I definitely believe this book is written for a different reader than myself. I enjoy thrillers but this felt as though it were written for a generation before me, similar to Agatha Christie.
The storyline was enticing and exciting but overworked, it could’ve been shortened down 200 pages and would’ve had the same effect for me. Scenery was over described and rather long winded. For others who struggle with visualisation when reading i can see how that might be of use, but for me as a reader it felt excessive.
Character descriptions and relationships were fantastic, emotions transgressed the pages as clear visuals. Understanding the dynamic between the characters in this book played a major role in figuring out the direction we were taking. Beautifully executed.
Grasping the dual timelines was rather difficult for me reading this the first time as i couldn’t see the connections and relevancy of the jumps; obviously after finishing the book i can see how they were interwoven but while reading, it felt messy and inconsistent.
I have to point out a line in this book which didn’t sit right with me throughout: ‘with a Tourette's-like ability to say exactly the wrong thing at the wrong time.’ While i’m sure this wasn’t meant to be perceived as ableism, it did read ignorantly as using Tourette’s as a description is disrespectful and inaccurate. Not delving further into how that can be damaging to those with Tourette’s and how society views them.
I was first introduced to Eve Chase’s novel after seeing The Glass House was part of the Richard and Judy Book Club. The Bird Cage has a similar theme to Black Rabbit Hall and The Glass House, which I was pleased about as I enjoyed them both. I love family mysteries and big old houses full of secrets.
This was another Eve Chase book that I really enjoyed. She always manages to create really atmospheric page-turners and I love her style of writing.

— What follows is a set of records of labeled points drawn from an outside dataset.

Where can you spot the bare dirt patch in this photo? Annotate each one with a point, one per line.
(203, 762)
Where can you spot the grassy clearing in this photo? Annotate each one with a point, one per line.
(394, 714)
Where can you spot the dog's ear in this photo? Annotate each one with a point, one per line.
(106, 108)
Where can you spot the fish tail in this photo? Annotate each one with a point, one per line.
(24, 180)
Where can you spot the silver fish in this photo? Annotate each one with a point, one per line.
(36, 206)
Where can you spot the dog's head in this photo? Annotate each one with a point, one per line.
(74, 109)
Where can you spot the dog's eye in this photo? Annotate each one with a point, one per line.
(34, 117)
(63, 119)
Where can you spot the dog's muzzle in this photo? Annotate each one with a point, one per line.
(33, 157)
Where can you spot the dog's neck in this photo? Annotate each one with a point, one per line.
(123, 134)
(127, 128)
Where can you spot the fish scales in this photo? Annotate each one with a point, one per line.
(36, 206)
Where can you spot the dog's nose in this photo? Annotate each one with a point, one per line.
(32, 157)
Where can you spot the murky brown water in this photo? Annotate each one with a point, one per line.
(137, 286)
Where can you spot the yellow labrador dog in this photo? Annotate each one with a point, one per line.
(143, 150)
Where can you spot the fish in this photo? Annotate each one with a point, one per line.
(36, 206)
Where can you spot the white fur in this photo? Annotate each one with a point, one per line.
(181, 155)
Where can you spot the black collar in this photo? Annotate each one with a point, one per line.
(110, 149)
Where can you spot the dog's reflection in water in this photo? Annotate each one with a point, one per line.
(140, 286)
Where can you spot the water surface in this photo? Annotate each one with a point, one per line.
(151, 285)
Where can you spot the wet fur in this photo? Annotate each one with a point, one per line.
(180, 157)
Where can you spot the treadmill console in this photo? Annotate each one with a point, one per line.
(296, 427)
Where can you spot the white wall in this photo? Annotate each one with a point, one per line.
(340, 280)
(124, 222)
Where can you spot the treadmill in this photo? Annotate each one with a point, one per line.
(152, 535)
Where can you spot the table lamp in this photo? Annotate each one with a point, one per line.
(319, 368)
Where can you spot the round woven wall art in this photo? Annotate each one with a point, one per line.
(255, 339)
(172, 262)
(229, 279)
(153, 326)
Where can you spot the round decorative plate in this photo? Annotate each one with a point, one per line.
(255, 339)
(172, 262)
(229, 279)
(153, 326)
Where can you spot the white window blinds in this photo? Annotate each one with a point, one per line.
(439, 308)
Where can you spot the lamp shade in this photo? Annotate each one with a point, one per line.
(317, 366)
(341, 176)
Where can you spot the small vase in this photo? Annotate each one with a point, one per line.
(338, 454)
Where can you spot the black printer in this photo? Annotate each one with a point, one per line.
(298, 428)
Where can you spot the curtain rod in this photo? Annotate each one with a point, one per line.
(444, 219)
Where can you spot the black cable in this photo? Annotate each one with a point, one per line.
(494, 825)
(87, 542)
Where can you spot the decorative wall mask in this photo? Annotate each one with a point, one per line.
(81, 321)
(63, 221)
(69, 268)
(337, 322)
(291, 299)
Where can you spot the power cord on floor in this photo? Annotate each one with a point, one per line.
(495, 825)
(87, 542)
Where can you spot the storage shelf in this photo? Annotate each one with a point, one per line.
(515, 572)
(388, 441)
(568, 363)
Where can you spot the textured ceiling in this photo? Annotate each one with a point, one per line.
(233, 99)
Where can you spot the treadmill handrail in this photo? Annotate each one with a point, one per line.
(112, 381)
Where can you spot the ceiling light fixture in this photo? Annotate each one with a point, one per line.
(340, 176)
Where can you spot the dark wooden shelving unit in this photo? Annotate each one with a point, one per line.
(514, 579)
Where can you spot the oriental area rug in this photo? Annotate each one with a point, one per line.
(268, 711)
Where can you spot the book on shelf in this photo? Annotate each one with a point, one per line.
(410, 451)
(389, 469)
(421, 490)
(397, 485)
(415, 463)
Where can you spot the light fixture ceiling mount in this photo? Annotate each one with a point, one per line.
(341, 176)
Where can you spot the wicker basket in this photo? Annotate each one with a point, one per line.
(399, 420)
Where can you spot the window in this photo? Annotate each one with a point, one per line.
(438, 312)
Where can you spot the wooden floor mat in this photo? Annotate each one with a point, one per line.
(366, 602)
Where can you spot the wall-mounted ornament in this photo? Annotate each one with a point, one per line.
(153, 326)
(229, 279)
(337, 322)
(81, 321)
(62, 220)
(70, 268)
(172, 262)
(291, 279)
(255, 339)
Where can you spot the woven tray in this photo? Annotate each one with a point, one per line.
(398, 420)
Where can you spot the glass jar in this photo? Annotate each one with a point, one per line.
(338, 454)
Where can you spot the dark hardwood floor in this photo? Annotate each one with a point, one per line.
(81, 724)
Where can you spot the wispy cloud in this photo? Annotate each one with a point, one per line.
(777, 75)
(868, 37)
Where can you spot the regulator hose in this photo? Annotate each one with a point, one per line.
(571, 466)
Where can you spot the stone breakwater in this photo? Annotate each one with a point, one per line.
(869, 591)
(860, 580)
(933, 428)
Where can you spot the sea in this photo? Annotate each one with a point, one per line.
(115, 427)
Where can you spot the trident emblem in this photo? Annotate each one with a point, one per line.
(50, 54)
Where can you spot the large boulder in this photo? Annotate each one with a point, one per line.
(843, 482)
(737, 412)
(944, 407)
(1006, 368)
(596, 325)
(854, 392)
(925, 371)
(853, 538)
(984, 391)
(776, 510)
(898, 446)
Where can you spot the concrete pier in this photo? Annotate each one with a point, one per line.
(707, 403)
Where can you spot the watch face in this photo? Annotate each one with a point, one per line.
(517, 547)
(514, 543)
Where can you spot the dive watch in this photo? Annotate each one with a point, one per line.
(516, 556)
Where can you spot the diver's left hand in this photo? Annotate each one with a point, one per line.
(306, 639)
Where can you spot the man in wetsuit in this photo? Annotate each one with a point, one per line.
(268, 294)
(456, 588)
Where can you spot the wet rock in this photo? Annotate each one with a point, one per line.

Rock Point, as with houses in her previous novels, was so vividly described, as was the harsh and rugged beauty of the Cornish coastline.
The family was clearly a dysfunctional one, as all the daughters were desperate for the love and attention of the patriarch Charlie. While he certainly wouldn’t be winning any dad of the year awards, it was easy to see why he was so loved by his daughters (if not their mothers!) Some of the later revelations didn’t come as a complete surprise to me as I predicted them quite early on. However, it didn’t affect my enjoyment of the book. I still loved the story and how the loose ends were all tied up at the end.
It was an unsettling read at times but also perfectly displayed the complexities of sibling rivalries and familial love. Another great book from Eve Chase that I would definitely recommend.